Sun Fire RAS Features
CPU and System Interconnect
The most important reliability feature in any system is the protection of data integrity.
The UltraSPARC® III processor has parity protection for all major internal caches and ECC protection for transactions to and from the external caches.
The data interconnect has ECC and parity protection throughout the system. The address interconnect has parity protection.
CPU Error Protection
The CPU corrects errors detected in the internal data and instruction cache SRAMs. When an internal error is detected, the CPU invalidates the cache and retries the data or instruction load.
Two SRAM modules per CPU reside on the CPU/Memory system board. These modules contain the external cache (Ecache). The CPU corrects all parity errors detected during data cache or instruction cache by invalidating and flushing the cache line. The hardware corrects all single bit errors detected by ECC during data transfers on the fly. ECC also detects and reports any uncorrectable (multibit) errors to the Solaris OE.
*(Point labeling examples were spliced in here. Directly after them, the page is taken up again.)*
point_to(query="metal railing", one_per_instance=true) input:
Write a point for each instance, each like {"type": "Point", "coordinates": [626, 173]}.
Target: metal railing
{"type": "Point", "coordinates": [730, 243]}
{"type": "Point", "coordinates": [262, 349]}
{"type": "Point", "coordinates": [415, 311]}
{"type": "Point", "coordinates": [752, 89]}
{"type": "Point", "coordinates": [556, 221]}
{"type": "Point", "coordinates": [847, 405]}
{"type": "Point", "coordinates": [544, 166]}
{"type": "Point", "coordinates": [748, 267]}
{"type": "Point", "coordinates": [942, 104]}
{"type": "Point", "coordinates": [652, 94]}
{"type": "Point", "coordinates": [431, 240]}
System Interconnect Error Protection
The system has three types of error protectiondata interconnect, address interconnect, and error isolation.
Data Interconnect
The system protects all data interconnect pathways by using ECC and parity protection. It generates ECC and parity bits for all data blocks sourced by processors and PCI I/O controllers (system devices). All data switches in the path for each transfer check ECC and parity. The receiving system device checks and corrects ECC.
Address Interconnect
The system has parity protection for all address interconnect pathways and checks parity between all system devices and address repeaters. On the Sun Fire ™15K/12K systems there is also ECC protection on the address and address response crossbars for transactions across the centerplane.
Error Isolation
Because each of the data switches in the path for every data transfer checks ECC, the source of ECC errors can be identified in most cases. However, some types of ECC errors are difficult to isolate. For ECC errors, such as a CPU writing bad ECC into memory, finding the source is difficult because multiple system devices may read and report the bad ECC. In such cases, the ECC error usually can be isolated to a dual CPU data switch or its pair of processors. This is an improvement over the previous architecture in which it was more difficult to isolate these types of ECC errors.
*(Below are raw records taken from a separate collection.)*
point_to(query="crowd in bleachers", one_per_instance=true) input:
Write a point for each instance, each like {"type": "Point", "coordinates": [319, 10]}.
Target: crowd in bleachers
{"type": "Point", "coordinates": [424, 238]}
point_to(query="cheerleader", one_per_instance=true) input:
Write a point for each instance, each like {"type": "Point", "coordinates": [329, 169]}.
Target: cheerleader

FIGURE 1-1 CPU Board Block Diagram
FIGURE 1-2 Sun Fire 6800/ 4810/ 4800/ 3800 Systems Interconnection Diagram
FIGURE 1-3 Sun Fire 15K/12K Systems Interconnection Diagram
System Controller
A small system called the system controller (SC) manages the Sun Fire systems. The SC is responsible for all of the functions required to test, configure, and boot domains. It supplies all system clocks and virtual TOD clocks for the domains and monitors power and environmental status. It also provides domain control with virtual key switches and console connections for each domain.
Testing and Configuration
Upon power on or a reset, the SC runs a self test called SCPOST. It then starts the platform management software.
The SC configures and coordinates the initialization, testing, and boot processes. After a system failure, and when the virtual key switch of a domain is turned on, the SC powers on the system components associated with the domain and runs SPOST for the domain. SPOST controls the running of LPOST and IPOST. LPOST tests the CPU/Memory boards, I/O boards, and the system interconnect. IPOST tests the PCI controllers. The SC then configures the domain based on the components that pass the tests and starts the boot sequence.
Environmental Monitoring
The SC monitors the following conditions:
Voltage, current, and temperatures for power supplies
Voltage and temperatures for all system boards and processors
Temperatures of ASICS
Fan status and speed
If safe thresholds are exceeded, the SC shuts down components to prevent damage to the system.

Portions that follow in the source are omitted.